Frenetik : « Il y a beaucoup de choses qui ont changé pendant ces trois dernières années »

Un an après la réédition de Jeu de couleur (appelé Couleur du jeu), Frenetik est de retour avec sa nouvelle mixtape, Rose Noire. L’occasion pour nous de se rendre chez lui à Bruxelles et de voir ce qui a changé depuis la mise en avant de son nom. Avec franchise, il se dévoile sur ce dernier opus.

La Face B : Bonjour Frenetik ! Comment tu vas ? Comment tu appréhendes la sortie de ton nouveau projet, Rose Noire ? (NDLR, interview réalisée quelques heures avant la sortie de Rose Noire).

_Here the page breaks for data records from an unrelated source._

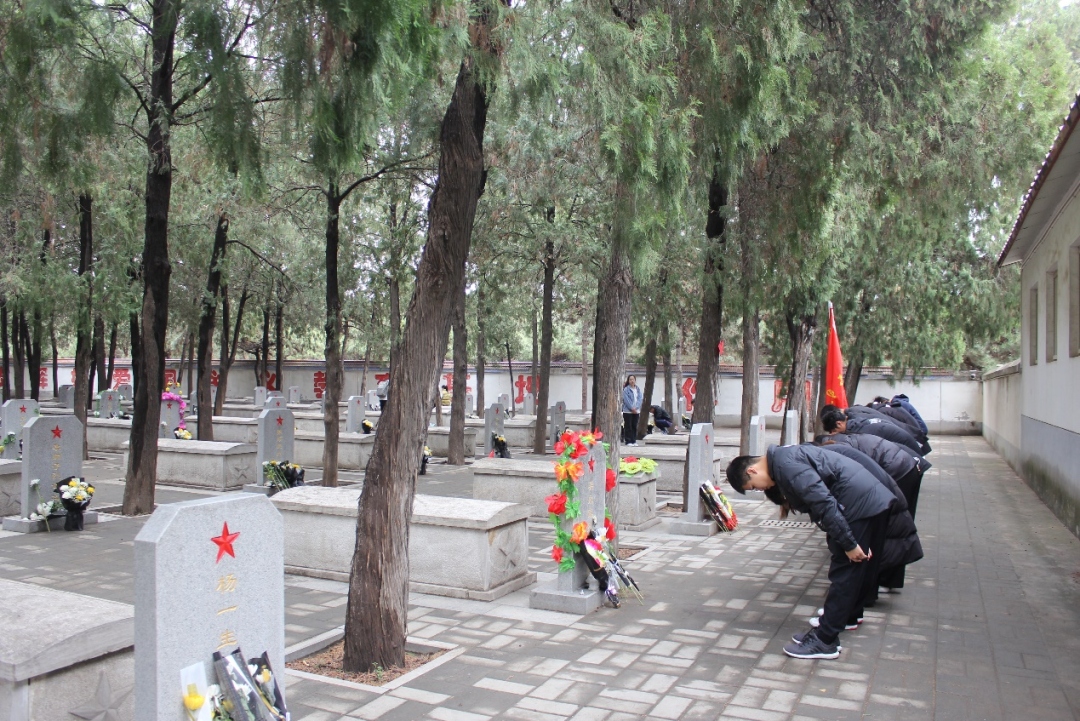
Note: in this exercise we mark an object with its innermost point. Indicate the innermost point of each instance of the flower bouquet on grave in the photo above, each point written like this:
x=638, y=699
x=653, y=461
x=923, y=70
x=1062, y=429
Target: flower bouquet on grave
x=76, y=494
x=718, y=506
x=282, y=474
x=499, y=448
x=423, y=461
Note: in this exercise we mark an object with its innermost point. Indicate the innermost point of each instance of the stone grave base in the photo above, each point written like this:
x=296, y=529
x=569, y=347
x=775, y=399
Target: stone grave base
x=458, y=547
x=682, y=526
x=55, y=524
x=637, y=501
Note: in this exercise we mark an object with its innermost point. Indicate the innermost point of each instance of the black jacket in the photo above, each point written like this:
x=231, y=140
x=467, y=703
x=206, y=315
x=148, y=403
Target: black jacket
x=896, y=460
x=885, y=430
x=902, y=545
x=831, y=488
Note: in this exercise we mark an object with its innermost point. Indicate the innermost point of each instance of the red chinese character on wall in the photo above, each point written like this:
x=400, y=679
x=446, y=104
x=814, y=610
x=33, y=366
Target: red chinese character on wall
x=121, y=377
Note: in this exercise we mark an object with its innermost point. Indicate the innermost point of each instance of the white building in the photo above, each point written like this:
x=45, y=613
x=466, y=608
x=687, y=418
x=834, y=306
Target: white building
x=1031, y=408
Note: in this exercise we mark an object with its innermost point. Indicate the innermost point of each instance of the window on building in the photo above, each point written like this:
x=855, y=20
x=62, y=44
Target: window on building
x=1075, y=300
x=1052, y=315
x=1033, y=326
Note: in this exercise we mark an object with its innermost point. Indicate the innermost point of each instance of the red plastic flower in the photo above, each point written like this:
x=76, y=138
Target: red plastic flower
x=556, y=503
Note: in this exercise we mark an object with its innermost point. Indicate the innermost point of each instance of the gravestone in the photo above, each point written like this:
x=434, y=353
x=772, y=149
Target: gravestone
x=696, y=520
x=208, y=577
x=556, y=423
x=354, y=416
x=277, y=427
x=494, y=420
x=756, y=436
x=108, y=404
x=52, y=451
x=569, y=594
x=170, y=419
x=15, y=415
x=791, y=429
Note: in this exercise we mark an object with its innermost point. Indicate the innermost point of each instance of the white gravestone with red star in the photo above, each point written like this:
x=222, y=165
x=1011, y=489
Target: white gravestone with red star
x=16, y=413
x=208, y=577
x=52, y=451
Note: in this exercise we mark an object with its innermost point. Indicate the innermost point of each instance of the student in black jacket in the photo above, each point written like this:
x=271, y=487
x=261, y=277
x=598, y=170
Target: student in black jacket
x=845, y=501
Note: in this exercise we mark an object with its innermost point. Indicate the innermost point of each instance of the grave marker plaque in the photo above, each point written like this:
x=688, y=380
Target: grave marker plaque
x=275, y=441
x=696, y=520
x=354, y=417
x=208, y=577
x=494, y=420
x=170, y=419
x=15, y=415
x=568, y=594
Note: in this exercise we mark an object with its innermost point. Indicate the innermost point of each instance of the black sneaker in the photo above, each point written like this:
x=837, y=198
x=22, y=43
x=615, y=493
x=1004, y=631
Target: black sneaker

Frenetik : Ça va très bien ! Il sort ce soir dans quelques heures là ! J’ai plein de sentiments qui se mélangent, tout arrive en même temps ! J’ai trop d’énergie, en même temps je suis fatigué et enthousiaste. En vrai, je suis surtout impatient là, il faut que ça sorte !

LFB : On sort de la période de vacances, où tu as eu la chance de performer dans plusieurs festivals, comment as-tu vécu cette période ? Quel est ton rapport avec la scène ?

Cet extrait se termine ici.